A recently published meta-analysis compared the cost-effectiveness of five, non-benzodiazepine (ie second-line) ASMs in the treatment of benzodiazepine-resistant CSE.56 Twenty-four studies were included with 1185 SE episodes. The most effective second-line ASM was phenobarbital with a probability of seizure-cessation of 0.8 (95% confidence interval [CI]: 0.69–0.88), followed by valproate (0.71 [95% CI: 0.61–0.79]), lacosamide (0.66 [95% CI: 0.51–0.79]), levetiracetam (0.62 [95% CI: 0.5–0.73]) and phenytoin/fosphenytoin (0.53 [95% CI: 0.39–0.67]). In pairwise comparisons, phenobarbital was more effective than phenytoin or fosphenytoin (p = 0.002), sodium valproate more effective than phenytoin (p = 0.043) and phenobarbital more effective than levetiracetam (p = 0.018). The most cost-effective non-BZD ASM was levetiracetam, followed by sodium valproate and lastly, phenobarbital. Phenytoin or fosphenytoin and lacosamide were not cost-effective compared to the other options. Sensitivity analyses showed a marked overlap in cost-effectiveness, but phenytoin or fosphenytoin were consistently less cost-effective than levetiracetam, sodium valproate and phenobarbital.56

Outstanding Issues

Pre-Hospital Use of Benzodiazepines

Debate continues on whether the out-of-hospital (pre-hospital) use of benzodiazepines (given by families, carers, paramedics, school nurses, etc.) should or should not be counted when an individual, and particularly a child, with CSE receives treatment in the AED or ER. One of the problems is the frequent under-dosing of both pre-hospital and also AED/ER-administered doses of benzodiazepines,57–59 which is likely to make them less effective.

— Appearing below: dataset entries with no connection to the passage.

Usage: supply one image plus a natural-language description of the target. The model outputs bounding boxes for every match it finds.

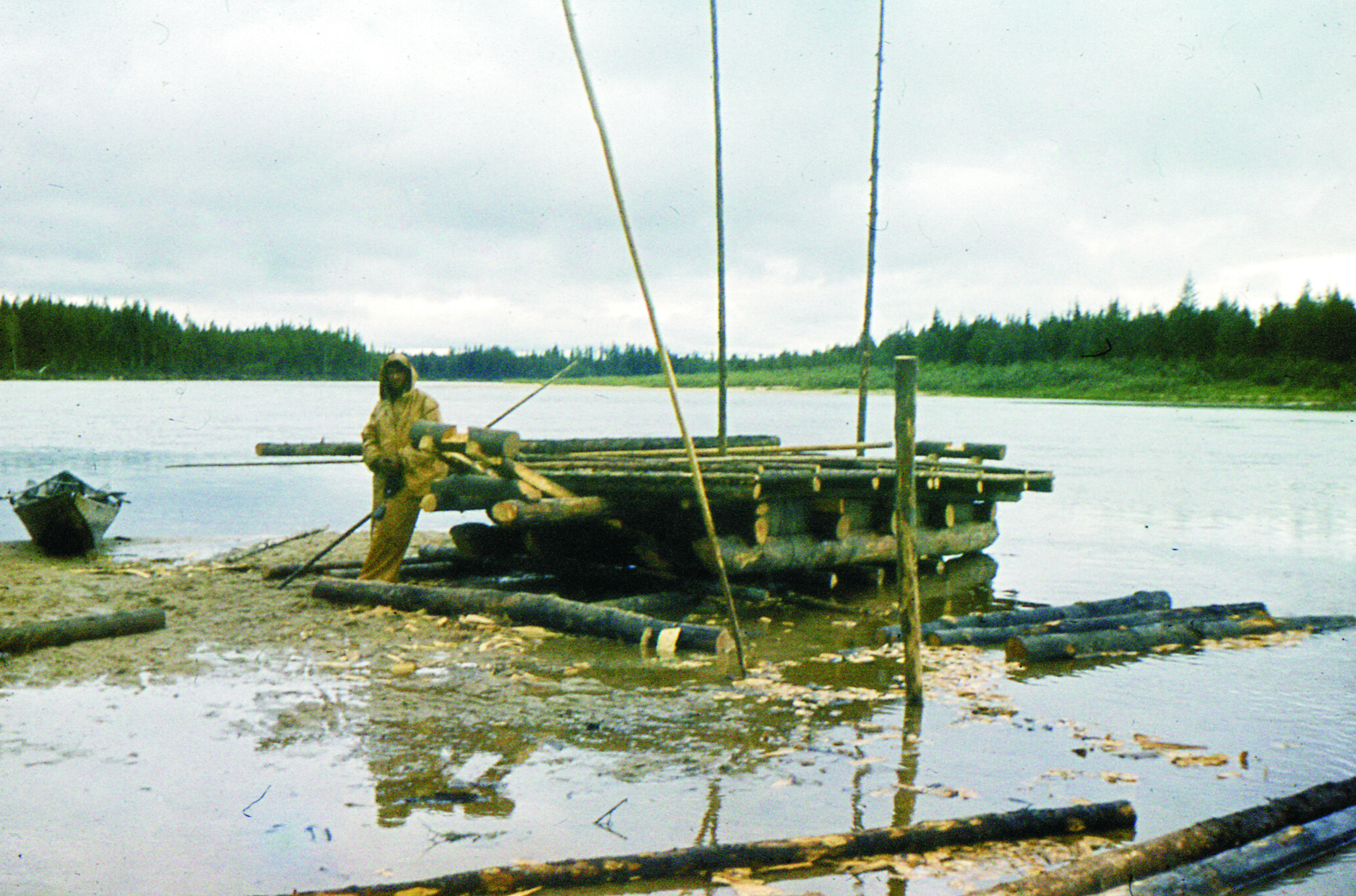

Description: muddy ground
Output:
[0,533,1144,892]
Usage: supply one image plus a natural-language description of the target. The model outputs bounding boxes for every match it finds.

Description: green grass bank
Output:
[553,358,1356,410]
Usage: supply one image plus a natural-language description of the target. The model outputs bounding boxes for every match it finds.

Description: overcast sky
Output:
[0,0,1356,354]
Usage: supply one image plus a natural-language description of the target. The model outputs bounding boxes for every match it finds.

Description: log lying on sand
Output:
[1004,613,1356,663]
[0,607,166,653]
[876,591,1171,644]
[283,800,1135,896]
[924,602,1267,647]
[312,579,734,653]
[978,778,1356,896]
[1101,808,1356,896]
[924,591,1173,632]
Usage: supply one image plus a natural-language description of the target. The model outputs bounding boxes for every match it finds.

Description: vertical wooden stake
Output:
[895,355,924,706]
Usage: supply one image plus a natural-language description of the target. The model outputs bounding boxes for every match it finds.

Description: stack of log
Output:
[255,423,1053,576]
[393,423,1053,575]
[877,591,1356,664]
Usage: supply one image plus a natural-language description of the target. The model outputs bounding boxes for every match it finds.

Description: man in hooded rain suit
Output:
[358,354,448,582]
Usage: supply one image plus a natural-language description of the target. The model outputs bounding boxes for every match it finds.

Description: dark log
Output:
[695,523,998,573]
[419,473,528,512]
[1101,808,1356,896]
[914,442,1008,461]
[312,579,732,653]
[924,591,1171,631]
[979,778,1356,896]
[0,607,166,653]
[489,498,609,526]
[520,435,781,454]
[1004,614,1334,663]
[448,523,526,560]
[926,602,1267,647]
[255,442,362,457]
[277,801,1135,896]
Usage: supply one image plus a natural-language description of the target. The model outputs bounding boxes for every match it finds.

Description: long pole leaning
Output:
[560,0,746,678]
[710,0,730,454]
[857,0,885,455]
[895,355,924,706]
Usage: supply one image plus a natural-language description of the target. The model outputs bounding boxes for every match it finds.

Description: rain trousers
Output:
[358,353,448,583]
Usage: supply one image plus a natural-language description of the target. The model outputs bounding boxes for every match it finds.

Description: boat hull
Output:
[11,473,122,555]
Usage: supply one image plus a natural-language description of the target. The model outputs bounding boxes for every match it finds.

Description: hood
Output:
[377,351,419,401]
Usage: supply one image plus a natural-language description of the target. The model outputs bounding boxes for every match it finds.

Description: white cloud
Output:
[0,0,1356,353]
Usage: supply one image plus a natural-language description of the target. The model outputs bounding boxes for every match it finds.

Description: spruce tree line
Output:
[0,278,1356,385]
[0,297,373,380]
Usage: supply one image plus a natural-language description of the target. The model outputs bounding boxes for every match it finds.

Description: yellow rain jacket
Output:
[358,353,448,582]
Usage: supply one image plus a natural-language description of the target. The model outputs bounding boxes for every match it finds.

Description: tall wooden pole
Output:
[710,0,730,454]
[895,355,924,706]
[857,0,885,455]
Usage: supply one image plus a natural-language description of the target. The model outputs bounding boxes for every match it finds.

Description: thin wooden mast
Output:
[857,0,885,454]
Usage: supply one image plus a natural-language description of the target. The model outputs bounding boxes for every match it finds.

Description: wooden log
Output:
[693,523,998,573]
[419,473,528,512]
[0,607,166,653]
[924,591,1171,631]
[926,602,1267,647]
[448,523,526,560]
[502,458,577,498]
[489,498,610,526]
[1101,807,1356,896]
[283,800,1135,896]
[519,435,781,454]
[914,442,1008,461]
[255,442,362,457]
[977,778,1356,896]
[312,579,732,653]
[1004,615,1302,663]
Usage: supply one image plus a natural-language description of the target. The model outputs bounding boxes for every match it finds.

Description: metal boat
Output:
[5,470,128,555]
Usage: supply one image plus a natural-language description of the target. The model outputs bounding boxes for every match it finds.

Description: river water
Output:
[0,382,1356,896]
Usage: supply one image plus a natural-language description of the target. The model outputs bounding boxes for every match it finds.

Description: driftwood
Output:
[924,591,1171,631]
[1101,808,1356,896]
[981,778,1356,896]
[0,607,166,653]
[283,800,1135,896]
[312,579,732,653]
[255,442,362,457]
[1004,614,1356,663]
[926,602,1267,647]
[693,523,998,573]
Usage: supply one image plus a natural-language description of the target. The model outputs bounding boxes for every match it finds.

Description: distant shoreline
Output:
[5,361,1356,411]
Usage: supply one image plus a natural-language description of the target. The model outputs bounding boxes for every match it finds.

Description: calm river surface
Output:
[0,382,1356,896]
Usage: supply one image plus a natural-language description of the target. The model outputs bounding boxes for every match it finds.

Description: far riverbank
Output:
[550,359,1356,411]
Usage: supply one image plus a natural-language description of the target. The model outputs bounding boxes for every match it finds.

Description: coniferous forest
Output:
[0,278,1356,401]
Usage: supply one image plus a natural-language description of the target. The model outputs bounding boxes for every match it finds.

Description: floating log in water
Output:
[312,579,734,653]
[693,523,998,573]
[926,602,1267,647]
[977,778,1356,896]
[255,442,362,457]
[924,591,1173,632]
[1004,614,1356,663]
[0,607,166,653]
[277,800,1135,896]
[1101,808,1356,896]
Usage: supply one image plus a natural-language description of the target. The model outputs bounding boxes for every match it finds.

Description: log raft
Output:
[256,433,1053,576]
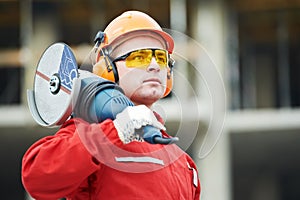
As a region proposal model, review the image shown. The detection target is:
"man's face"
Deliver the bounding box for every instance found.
[116,36,167,107]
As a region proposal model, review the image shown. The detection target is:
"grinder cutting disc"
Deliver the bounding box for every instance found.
[28,43,80,126]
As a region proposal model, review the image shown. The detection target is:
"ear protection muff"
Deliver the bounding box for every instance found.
[93,31,119,83]
[93,31,175,97]
[164,57,175,97]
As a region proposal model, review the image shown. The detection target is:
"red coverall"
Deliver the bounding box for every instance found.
[22,115,200,200]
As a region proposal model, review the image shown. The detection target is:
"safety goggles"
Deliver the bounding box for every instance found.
[113,49,169,69]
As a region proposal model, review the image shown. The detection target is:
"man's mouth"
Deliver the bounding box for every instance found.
[143,78,161,84]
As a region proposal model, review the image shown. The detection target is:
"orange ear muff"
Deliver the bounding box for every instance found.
[164,58,175,97]
[93,56,119,83]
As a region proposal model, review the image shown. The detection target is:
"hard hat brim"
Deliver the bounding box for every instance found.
[102,29,174,54]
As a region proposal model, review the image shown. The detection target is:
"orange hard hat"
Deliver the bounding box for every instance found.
[93,11,174,96]
[103,11,174,54]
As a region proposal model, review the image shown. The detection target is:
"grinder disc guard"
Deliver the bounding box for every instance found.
[27,43,80,126]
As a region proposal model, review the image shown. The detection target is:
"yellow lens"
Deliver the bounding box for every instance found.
[155,49,168,68]
[126,49,152,68]
[125,49,168,69]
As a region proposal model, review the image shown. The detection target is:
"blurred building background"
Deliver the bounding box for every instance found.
[0,0,300,200]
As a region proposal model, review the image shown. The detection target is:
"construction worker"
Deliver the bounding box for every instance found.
[22,11,200,200]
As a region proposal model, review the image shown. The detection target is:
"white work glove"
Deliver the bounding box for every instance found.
[113,105,166,144]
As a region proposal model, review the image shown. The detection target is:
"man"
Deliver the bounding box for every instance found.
[22,11,200,200]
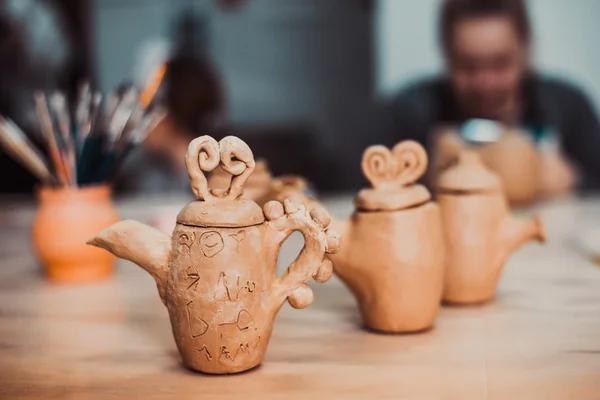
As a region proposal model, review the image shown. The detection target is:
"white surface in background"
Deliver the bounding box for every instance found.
[376,0,600,115]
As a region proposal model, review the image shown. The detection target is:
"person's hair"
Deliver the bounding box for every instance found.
[439,0,531,52]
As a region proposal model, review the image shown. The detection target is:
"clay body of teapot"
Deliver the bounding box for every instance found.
[436,150,545,303]
[88,136,339,374]
[208,160,308,206]
[430,122,539,206]
[330,141,444,332]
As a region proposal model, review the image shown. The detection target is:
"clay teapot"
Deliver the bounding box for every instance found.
[208,160,308,207]
[436,150,546,303]
[429,121,539,206]
[88,136,339,374]
[329,141,444,332]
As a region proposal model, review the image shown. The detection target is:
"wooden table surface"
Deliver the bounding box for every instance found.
[0,197,600,400]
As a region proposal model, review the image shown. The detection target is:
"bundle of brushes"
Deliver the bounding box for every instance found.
[0,84,165,187]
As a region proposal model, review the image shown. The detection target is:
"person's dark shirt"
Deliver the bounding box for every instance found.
[388,74,600,189]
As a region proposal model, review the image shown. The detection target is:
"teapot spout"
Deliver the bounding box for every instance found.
[505,215,546,253]
[87,220,171,304]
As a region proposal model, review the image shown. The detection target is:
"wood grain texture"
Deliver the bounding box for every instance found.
[0,197,600,400]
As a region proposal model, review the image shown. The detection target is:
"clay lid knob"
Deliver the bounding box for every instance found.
[177,136,264,227]
[458,150,482,166]
[355,140,431,211]
[437,149,501,192]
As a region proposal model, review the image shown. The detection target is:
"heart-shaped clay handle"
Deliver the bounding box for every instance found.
[361,140,427,190]
[185,136,256,201]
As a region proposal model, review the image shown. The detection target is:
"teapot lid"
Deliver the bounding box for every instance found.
[437,150,502,192]
[177,136,265,228]
[354,140,431,211]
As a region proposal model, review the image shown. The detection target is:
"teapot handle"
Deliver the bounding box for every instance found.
[264,197,340,308]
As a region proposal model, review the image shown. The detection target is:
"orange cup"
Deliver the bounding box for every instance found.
[32,185,119,283]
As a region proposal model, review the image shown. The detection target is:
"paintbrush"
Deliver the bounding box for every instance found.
[34,92,68,185]
[50,93,77,186]
[0,116,54,184]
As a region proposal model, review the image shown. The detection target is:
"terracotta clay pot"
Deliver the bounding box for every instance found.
[88,136,339,374]
[32,186,119,283]
[436,150,546,304]
[328,141,444,333]
[428,129,539,206]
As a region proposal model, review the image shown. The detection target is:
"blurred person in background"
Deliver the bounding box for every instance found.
[115,10,224,198]
[391,0,600,197]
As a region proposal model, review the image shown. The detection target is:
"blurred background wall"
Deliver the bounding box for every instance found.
[89,0,600,190]
[374,0,600,114]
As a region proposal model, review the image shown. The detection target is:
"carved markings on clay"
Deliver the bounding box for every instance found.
[200,231,225,258]
[215,272,256,302]
[177,232,196,255]
[229,231,246,251]
[219,336,260,363]
[196,346,212,361]
[186,301,208,340]
[219,309,254,332]
[186,265,200,290]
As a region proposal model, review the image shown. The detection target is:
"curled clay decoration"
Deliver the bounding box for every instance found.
[392,140,427,186]
[185,136,255,200]
[185,136,220,200]
[219,136,256,199]
[361,140,427,189]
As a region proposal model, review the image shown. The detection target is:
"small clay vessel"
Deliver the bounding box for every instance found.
[208,159,308,207]
[88,136,339,374]
[480,128,539,206]
[428,127,539,206]
[32,186,119,284]
[436,150,546,304]
[330,141,444,333]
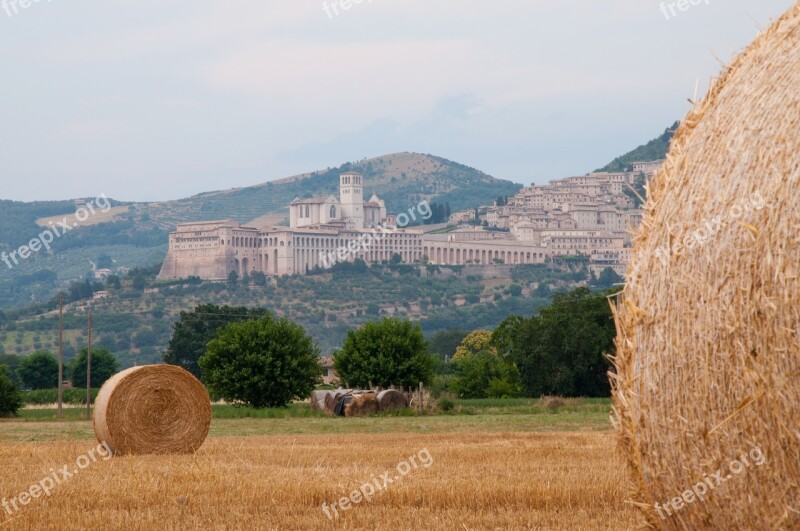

A number of guidelines (including in the UK and Canada) state that if the child has already received two doses of a benzodiazepine, then no further doses should be given in the AED or ER, even if the previous doses were not given intravenously, and they should immediately receive a second-line ASM. This is to avoid causing respiratory suppression or arrest. However, the evidence to support this concern is limited and is beset by methodological difficulties;30,60 respiratory depression was not reported to be a problem in more recent and much more scientifically undertaken studies.42–44 Other guidelines (including those used in the US, Denmark and the Netherlands) recommend that if the child is still seizing in the AED/ER, then a further (third) dose of benzodiazepine could and even should, be given intravenously before then progressing to a second-line ASM. Their rationale is that giving a third dose is unlikely to cause a respiratory arrest, but if it does, then the patient is in a safe and monitored environment. Giving a third dose also provides a further opportunity to stop the seizure whilst the second-line ASM is being prepared and administered.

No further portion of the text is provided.